By Paul James
Although it may seem somewhat counterintuitive, it’s crucial that you water landscape plants during the winter months. The combination of dry soil and cold air temperatures can be especially tough on even the hardiest plants, both deciduous and evergreen. So keep these basic watering tips in mind.
First, realize that I’m not suggesting you water all that often during the winter months. Typically once a month will do the trick, although if it’s bone dry in December and January you may need to water twice a month. Pick a day when the temperature is above freezing and the overnight low is forecasted to be above freezing as well. Those conditions happen more often than you might imagine, and on those days you should seize the opportunity.

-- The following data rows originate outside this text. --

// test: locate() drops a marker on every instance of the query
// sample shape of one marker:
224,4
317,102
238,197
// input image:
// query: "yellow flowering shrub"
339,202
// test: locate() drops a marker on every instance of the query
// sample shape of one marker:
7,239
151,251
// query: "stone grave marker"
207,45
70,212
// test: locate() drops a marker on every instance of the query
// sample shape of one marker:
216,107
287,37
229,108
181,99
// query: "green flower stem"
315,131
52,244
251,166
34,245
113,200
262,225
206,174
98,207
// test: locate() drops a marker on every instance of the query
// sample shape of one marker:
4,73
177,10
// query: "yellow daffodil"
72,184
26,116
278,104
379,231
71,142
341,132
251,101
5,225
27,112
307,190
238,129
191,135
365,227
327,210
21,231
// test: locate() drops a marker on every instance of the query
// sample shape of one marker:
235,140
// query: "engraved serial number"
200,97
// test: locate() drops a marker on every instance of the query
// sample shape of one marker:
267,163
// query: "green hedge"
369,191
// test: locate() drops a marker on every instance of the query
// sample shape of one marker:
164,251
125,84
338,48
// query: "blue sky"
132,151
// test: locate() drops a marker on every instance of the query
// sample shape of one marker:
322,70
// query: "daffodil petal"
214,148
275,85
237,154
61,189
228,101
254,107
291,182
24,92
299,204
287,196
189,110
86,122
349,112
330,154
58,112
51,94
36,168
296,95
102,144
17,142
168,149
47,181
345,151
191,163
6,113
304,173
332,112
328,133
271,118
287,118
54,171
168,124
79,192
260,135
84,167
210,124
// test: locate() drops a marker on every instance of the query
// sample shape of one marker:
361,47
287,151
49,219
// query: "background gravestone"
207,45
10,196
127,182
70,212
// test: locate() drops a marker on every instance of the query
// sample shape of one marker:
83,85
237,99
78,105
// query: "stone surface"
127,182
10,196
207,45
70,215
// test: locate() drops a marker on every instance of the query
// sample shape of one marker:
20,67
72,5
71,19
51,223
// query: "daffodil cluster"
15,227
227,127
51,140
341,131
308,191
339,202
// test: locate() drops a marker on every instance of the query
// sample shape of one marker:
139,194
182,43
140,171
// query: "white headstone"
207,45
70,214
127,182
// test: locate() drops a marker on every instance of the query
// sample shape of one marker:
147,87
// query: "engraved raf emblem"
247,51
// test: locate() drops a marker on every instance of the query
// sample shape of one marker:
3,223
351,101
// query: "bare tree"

Deep soak each time you water, but avoid watering the base of trees and shrubs, because if water freezes around the trunk it can damage the bark. Instead water halfway between the plant and just beyond the outer stretch of branches (also known as the “drip Line”).
Evergreens and conifers need more water than their deciduous counterparts because they continue to grow, albeit ever so slowly, during the winter. And many of them, including azaleas, arborvitaes, pines, spruces, junipers, Euonymus, and Oregon grape have shallow roots and are therefore more susceptible to drying out. But even deciduous plants need water in the winter to prevent their roots from becoming desiccated.
The same is true of cool-season turf grasses such as fescue and rye, both of which continue to grow in winter.
Dormant perennials should be watered as well to keep their roots hydrated. And spring-flowering bulbs, which store lots of water in advance of blooming, absolutely must be watered during dry winters.
Of course, if we get plenty of rain this winter you can skip watering altogether, but the extended forecast looks pretty dry. And November was one of the driest on record. This weekend, however, looks beautiful. And you can bet I’m going to water.